Penstemon pallidus

Species Native to Missouri
Common Name: pale beardtongue 
Type: Herbaceous perennial
Family: Plantaginaceae
Native Range: Central and eastern United States
Zone: 4 to 8
Height: 1.50 to 2.50 feet
Spread: 1.00 to 1.50 feet
Bloom Time: May to June
Bloom Description: White
Sun: Full sun to part shade
Water: Dry to medium
Maintenance: Low
Flower: Showy
Attracts: Butterflies
Tolerate: Deer, Drought, Dry Soil

Culture

Easily grown in average, dry to medium, well-drained soils in full sun to part shade. Avoid wet, poorly-drained soils. Plants have tolerance for drought, summer heat and humidity. Remove spent flowering racemes to prolong bloom. Plants may be cut back to basal foliage after flowering to improve appearance of the planting. Plants in cold winter climates often benefit from a loose winter mulch.

Noteworthy Characteristics

Penstemon pallidus, commonly known as pale beardtongue, is an herbaceous perennial that grows to 2 1/2’ tall. It is native to a variety of habitats including dry or rocky open woods, glades, sandy soils on prairies, bluffs, rocky cliffs, abandoned fields and along railroads in the eastern and central U.S. from Maine to Michigan and Minnesota south to Georgia, Mississippi, Arkansas and Kansas.

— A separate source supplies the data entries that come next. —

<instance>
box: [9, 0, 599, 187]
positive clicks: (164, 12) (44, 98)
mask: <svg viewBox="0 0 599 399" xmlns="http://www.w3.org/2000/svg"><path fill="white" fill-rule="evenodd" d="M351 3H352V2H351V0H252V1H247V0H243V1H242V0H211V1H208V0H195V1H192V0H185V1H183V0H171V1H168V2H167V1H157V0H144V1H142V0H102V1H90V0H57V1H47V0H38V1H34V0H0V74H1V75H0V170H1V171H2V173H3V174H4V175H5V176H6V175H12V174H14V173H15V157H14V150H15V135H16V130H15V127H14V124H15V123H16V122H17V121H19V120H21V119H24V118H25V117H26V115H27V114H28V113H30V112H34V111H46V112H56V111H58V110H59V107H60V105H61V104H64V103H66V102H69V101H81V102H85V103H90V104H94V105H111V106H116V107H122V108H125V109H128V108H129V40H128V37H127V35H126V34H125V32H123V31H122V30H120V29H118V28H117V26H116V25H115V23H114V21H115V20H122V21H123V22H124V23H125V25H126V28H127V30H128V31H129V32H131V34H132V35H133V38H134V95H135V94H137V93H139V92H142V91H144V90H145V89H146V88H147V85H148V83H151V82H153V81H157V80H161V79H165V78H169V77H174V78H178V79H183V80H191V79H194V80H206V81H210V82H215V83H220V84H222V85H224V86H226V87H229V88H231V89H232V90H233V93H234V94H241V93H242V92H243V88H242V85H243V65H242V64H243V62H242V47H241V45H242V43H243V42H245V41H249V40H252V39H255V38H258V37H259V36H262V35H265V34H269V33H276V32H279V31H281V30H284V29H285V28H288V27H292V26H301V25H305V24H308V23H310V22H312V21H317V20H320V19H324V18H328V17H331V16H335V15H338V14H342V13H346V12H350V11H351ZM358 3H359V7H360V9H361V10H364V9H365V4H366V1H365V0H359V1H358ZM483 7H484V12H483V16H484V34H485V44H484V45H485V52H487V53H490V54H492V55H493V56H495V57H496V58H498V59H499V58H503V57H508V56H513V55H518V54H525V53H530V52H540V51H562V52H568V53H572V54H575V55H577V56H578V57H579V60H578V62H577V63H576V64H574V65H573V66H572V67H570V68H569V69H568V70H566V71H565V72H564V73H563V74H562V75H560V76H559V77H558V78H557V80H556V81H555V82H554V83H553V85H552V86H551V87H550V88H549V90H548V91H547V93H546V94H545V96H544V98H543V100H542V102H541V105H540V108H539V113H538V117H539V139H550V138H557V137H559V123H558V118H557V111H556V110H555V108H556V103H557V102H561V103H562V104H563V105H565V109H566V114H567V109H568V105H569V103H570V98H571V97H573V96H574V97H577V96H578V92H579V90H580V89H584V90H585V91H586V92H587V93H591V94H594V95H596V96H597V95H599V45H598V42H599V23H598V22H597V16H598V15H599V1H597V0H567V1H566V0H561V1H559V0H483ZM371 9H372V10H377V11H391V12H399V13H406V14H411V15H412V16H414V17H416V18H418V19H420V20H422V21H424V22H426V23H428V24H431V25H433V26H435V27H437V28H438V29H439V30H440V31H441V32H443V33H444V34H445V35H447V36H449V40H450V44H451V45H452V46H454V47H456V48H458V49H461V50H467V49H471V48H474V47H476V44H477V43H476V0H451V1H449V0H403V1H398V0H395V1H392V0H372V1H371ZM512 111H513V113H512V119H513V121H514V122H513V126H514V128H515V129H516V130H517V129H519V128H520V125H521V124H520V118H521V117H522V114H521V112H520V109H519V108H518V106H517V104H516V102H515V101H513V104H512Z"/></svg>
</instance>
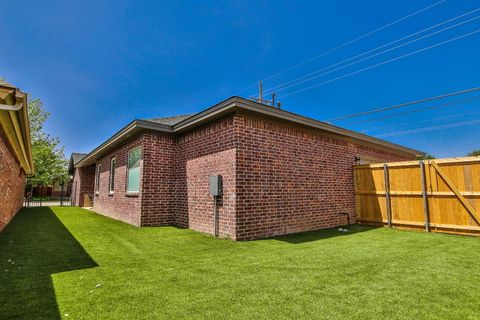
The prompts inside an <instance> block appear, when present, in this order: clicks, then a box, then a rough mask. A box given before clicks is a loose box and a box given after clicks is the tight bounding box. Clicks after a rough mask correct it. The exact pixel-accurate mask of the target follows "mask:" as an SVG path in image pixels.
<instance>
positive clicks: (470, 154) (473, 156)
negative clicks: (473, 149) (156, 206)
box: [467, 149, 480, 157]
mask: <svg viewBox="0 0 480 320" xmlns="http://www.w3.org/2000/svg"><path fill="white" fill-rule="evenodd" d="M467 157H480V149H474V150H472V151H470V152H469V153H467Z"/></svg>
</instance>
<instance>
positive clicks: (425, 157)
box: [417, 153, 435, 160]
mask: <svg viewBox="0 0 480 320" xmlns="http://www.w3.org/2000/svg"><path fill="white" fill-rule="evenodd" d="M430 159H435V156H434V155H433V154H431V153H427V154H426V155H424V156H423V157H417V160H430Z"/></svg>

This penstemon is a downy perennial. Stems, leaves, flowers, flower stalks and flower pedicels have pubescence of variable density. Basal leaves form a rosette from which rises a central stem clad with narrow, lanceolate, partially-clasping, medium green stem leaves (to 2” long and to 3/4” wide). The central stem is topped from mid spring to early summer (May-June) by a showy upright panicle (4-10” long) of two-lipped, tubular, white flowers (often with a pink tinge). The upper lip of each flower has two lobes and the lower lip has three lobes. Flowers are followed by ovoid seed capsules (to 1/4” long) which split open when ripe releasing numerous tiny seeds.

Genus name comes from the Greek words penta meaning five and stemon meaning stamen in reference to each flower having five stamens (four are fertile and one is sterile).

Specific epithet comes from Latin meaning pale in reference to the pale white flowers and pale green foliage.

Penstemons are sometimes commonly called beardtongues because the unusual sterile stamen contained in each flower has a tuft of small hairs.

Problems

No serious insect or disease problems. Root rot can occur in wet, poorly-drained soils. Leaf spots and rusts may also occur.

Garden Uses

Sunny areas of borders, rock gardens, cottage gardens and open woodland areas. Xeriscape. Group or mass.